An efficient numerical method for the Maxey-Riley Equation
Working Groups: Lehrstuhl Computational Mathematics
Collaborators (MAT): Julio Urizarna, M. Sc., Prof. Dr. Daniel Ruprecht
Collaborators (External): Prof. Dr. Kathrin Padberg-Gehle, Prof. Dr. Alexandra von Kameke
Description
The Maxey-Riley Equation (MRE) models the motion of a finite-sized spherical particle moving in a fluid. Applications using the MRE are, for example, the study of the spread of Coronavirus particles in a room, the formation of clouds and the so-called marine snow. The MRE is a second-order, implicit integro-differential equation with a singular kernel at initial time. For over 35 years, researchers used approximations and numerical schemes with high storage requirements or ignored the integral term, although its impact can be relevant. A major break-through was reached in 2019, when Prasath et al. mapped the MRE to a time-dependent Robin-type bounday condition of the 1D Heat Equation, thus removing the requirement to store the full history. They provided an implicit integral form of the solution by using the so-called Fokas method that could be later solved with a numerical scheme and a nonlinear solver.
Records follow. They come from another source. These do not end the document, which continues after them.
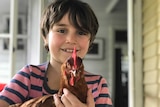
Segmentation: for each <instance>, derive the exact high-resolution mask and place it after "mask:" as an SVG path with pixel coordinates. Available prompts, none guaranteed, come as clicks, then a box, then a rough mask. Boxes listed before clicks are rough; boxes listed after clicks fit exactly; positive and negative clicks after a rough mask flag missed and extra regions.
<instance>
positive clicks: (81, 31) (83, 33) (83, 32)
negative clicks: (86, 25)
mask: <svg viewBox="0 0 160 107" xmlns="http://www.w3.org/2000/svg"><path fill="white" fill-rule="evenodd" d="M78 34H79V35H87V33H85V32H82V31H80V32H78Z"/></svg>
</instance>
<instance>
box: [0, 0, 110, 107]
mask: <svg viewBox="0 0 160 107" xmlns="http://www.w3.org/2000/svg"><path fill="white" fill-rule="evenodd" d="M98 27H99V24H98V21H97V18H96V16H95V14H94V12H93V10H92V9H91V7H90V6H89V5H88V4H87V3H84V2H82V1H79V0H56V1H55V2H53V3H51V4H50V5H49V6H48V7H47V9H46V10H45V11H44V14H43V16H42V19H41V34H42V38H43V40H44V45H45V48H46V49H47V51H48V52H49V54H50V60H49V61H48V62H46V63H43V64H40V65H26V66H25V67H23V68H22V69H21V70H20V71H19V72H18V73H17V74H16V75H15V76H14V77H13V79H12V80H11V82H10V83H9V84H7V86H6V87H5V89H4V90H3V91H2V92H1V93H0V107H7V106H8V105H11V104H15V103H22V102H24V101H26V100H29V99H32V98H35V97H40V96H43V95H47V94H53V95H54V99H55V105H56V106H59V107H75V106H77V105H78V106H79V107H94V106H96V107H112V102H111V99H110V95H109V90H108V86H107V83H106V80H105V78H103V77H102V76H101V75H94V74H91V73H89V72H87V71H85V80H86V83H87V85H88V88H89V89H90V90H91V91H88V94H87V101H86V102H87V103H86V104H84V103H82V102H80V101H79V100H78V99H77V98H76V97H75V96H74V95H73V94H72V93H71V92H69V90H67V89H64V90H63V92H64V95H63V98H61V99H60V98H59V97H57V94H56V93H57V92H58V90H59V88H60V87H59V84H60V79H61V75H60V73H61V65H62V63H63V62H64V61H65V60H66V59H67V58H68V57H69V56H71V55H72V52H73V49H74V47H76V53H77V56H79V57H81V58H82V59H83V58H84V57H85V55H86V54H87V52H88V50H89V48H90V46H91V45H92V43H93V41H94V39H95V36H96V33H97V31H98ZM80 88H81V87H80Z"/></svg>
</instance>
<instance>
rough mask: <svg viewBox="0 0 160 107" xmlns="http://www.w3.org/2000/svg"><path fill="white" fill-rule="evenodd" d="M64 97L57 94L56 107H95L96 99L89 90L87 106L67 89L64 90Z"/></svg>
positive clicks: (54, 99)
mask: <svg viewBox="0 0 160 107" xmlns="http://www.w3.org/2000/svg"><path fill="white" fill-rule="evenodd" d="M63 93H64V94H63V95H62V96H61V98H59V97H58V96H57V94H55V95H54V100H55V105H56V107H94V106H95V104H94V99H93V96H92V93H91V90H90V89H89V90H88V93H87V104H84V103H82V102H81V101H79V100H78V98H77V97H76V96H74V95H73V94H72V93H71V92H70V91H68V90H67V89H66V88H64V89H63Z"/></svg>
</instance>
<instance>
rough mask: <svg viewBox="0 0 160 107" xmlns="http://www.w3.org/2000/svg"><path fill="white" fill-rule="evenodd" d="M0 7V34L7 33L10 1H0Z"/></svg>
mask: <svg viewBox="0 0 160 107" xmlns="http://www.w3.org/2000/svg"><path fill="white" fill-rule="evenodd" d="M0 7H1V9H0V23H1V24H0V33H9V25H8V24H9V22H8V21H9V19H8V15H9V14H10V0H1V3H0Z"/></svg>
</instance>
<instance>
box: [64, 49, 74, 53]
mask: <svg viewBox="0 0 160 107" xmlns="http://www.w3.org/2000/svg"><path fill="white" fill-rule="evenodd" d="M65 51H66V52H73V50H72V49H66V50H65Z"/></svg>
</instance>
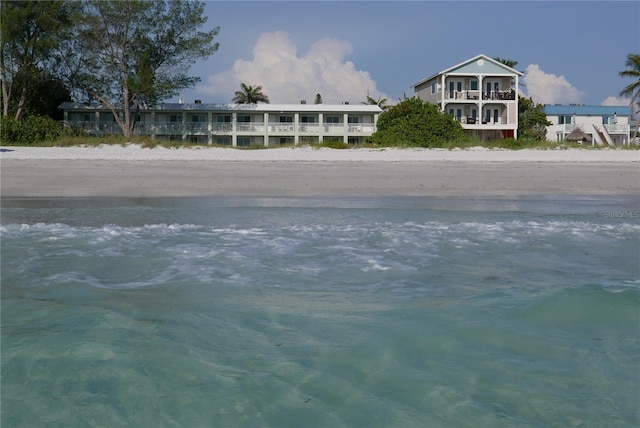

Prasath et al.’s research was presented without any accompanying code or program, therefore, we decided to implement an open Python ToolBox that included their theory and that could be used to solve the MRE in both theoretical and experimental flows. This work has already been finalised and accepted for publication in the journal Proceedings for Applied Mathematics and Mechanics.
Additionally, we are working on finding new efficient approaches to solve the MRE, since even though Prasath et al.’s method can deliver numerical solutions of very high accuracy, the need to evaluate nested integrals, is a process that makes it computationally costly and it becomes impractical for computing trajectories of a large number of particles.